A 1970s home in Mexico gets a mod update when writer Barbara Sgroi and her husband leave Canada for year-round sun and sand

“Be careful what you wish for,” I thought to myself as my husband, Alex, and I pulled out of the driveway of our Fergus, ON house in 2012 headed for Ajijic, Mexico. Hitched to the car was a trailer crammed with all that was left of our life in Canada. We had sold our beloved home and were driving down to sign the deed on a house I had fallen head over huaraches for. Restless for change and a refuge from winter, we had discovered the beautiful little former fishing village through friends, and after spending five balmy winters there, decided to make it our year-round home. The place I´d found was a rarity in this rustic part of the world; a mid-century modern diamond-in-the-rough. But in real estate, as in life, things don´t always turn out the way you hoped. After a long four-day drive, we arrived in Ajijic and learned that our final offer was refused, leaving us homeless.

Faced with a packed trailer and nowhere to unload it, we scrambled to find our next dream home in a hurry. Alex, an Italian-born chef, and I, a fashion and design writer, had been happy wanderers over the years, buying, decorating and selling houses as easily as most people change their socks.

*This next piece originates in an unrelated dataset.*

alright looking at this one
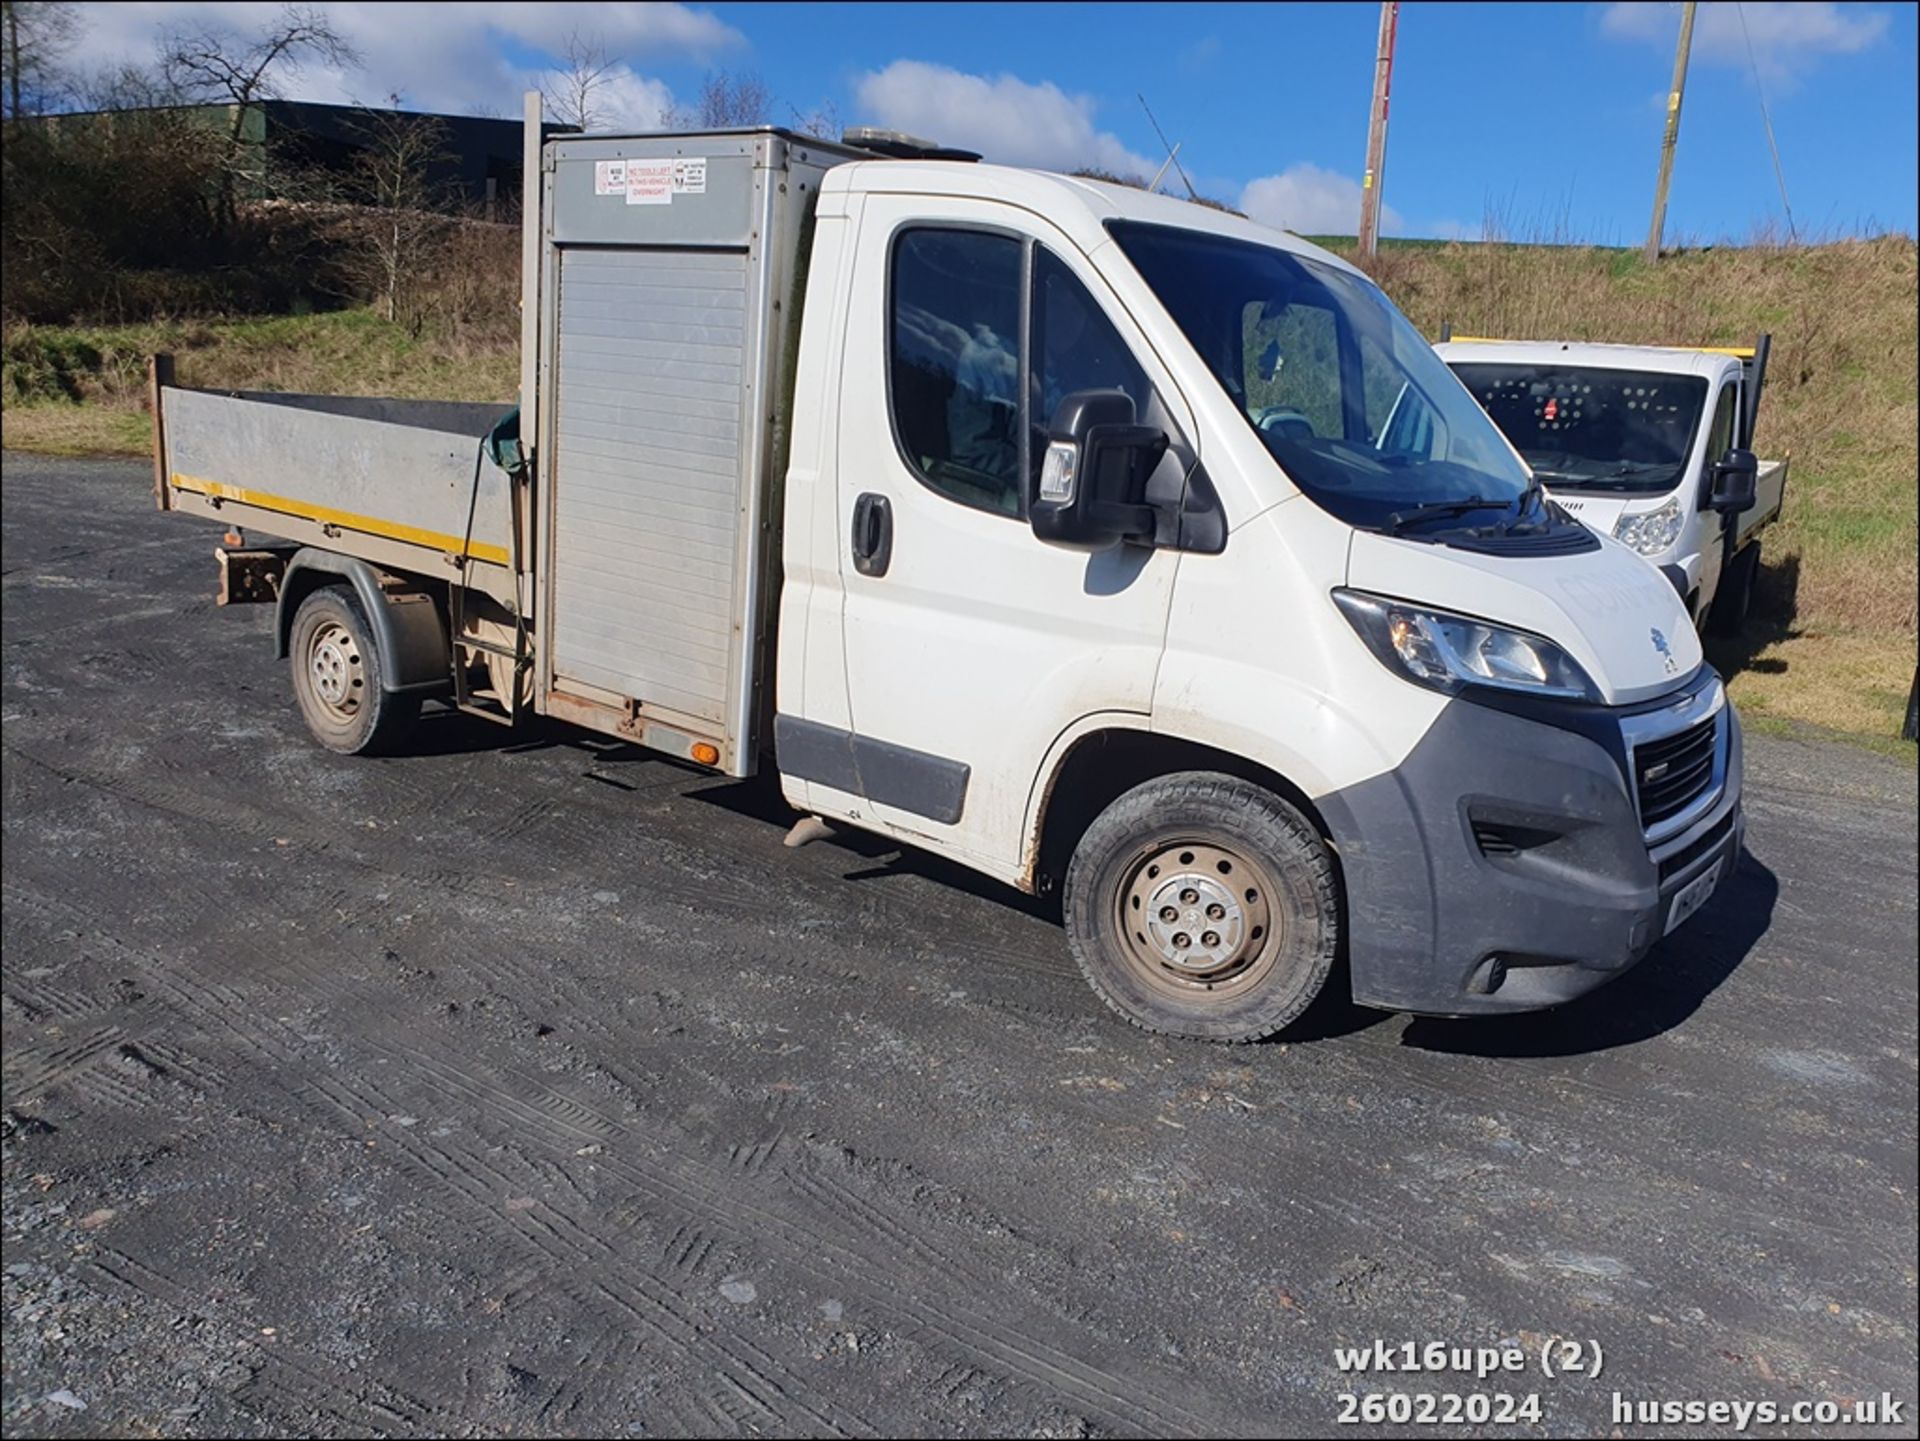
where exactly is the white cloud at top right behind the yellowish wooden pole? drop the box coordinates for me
[1599,0,1887,85]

There was the modern Italian villa near Milan, the Victorian cottage in Toronto I filled with Colefax and Fowler chintz, a 300-year-old French farmhouse on the outskirts of Tours that inspired our collection of copper pots, a Victorian Gothic farmhouse in southern Ontario decked out in buffalo plaid, a 1973 Airstream and, finally, the townhouse we had now left. I enjoy the process of starting over – of planning, dreaming and ferreting out the finishes and furnishings that transform an empty house into a home. The move to Mexico was a welcome challenge, but finding another house wasn´t easy.

We were beginning to panic when, three anxiety-filled days later, our real estate agent found our unicorn. “Is this what you´re looking for?” she asked as we stared in happy disbelief at our hearts´ desire: a two-bedroom, 3,500 square-foot home built in 1975 complete with a guesthouse, pool, garden and spectacular view of Lake Chapala. I have long believed there is a certain destiny to real estate; you may not get the house you think you want, but you´ll get the one you need. This house was bigger and had all the advantages of indoor-outdoor living. With our children scattered (our son, William, lives in Toronto, and our daughter, Tara, and her son, Lupo, 8, are in New York), the extra space would make them and friends feel comfortable during their holidays here. It didn´t matter that the stucco walls were a retina-searing shade of orange or that the kitchen was compact; I knew we´d be happy here – I just needed to get my hands on a lot of white paint! For this house, I wanted a calm, neutral vibe. Mexico is filled with bright colors and lively music; minimal decor and a spare palette would bring some balance.

A move is the perfect excuse to pair new treasures with long-loved pieces. The furniture we carted from Canada coexists with items bought locally, creating a very personal mix that feels like home – so much so that when we designed Alex´s Pasta Bar, the Italian restaurant my husband opened in Ajijic last year, we simply duplicated our home´s decor. The last three years have been an amazing evolution. Now, our home is a happy collision of who we were and who we´ve become; style magpies without regret, ready to make room for something new.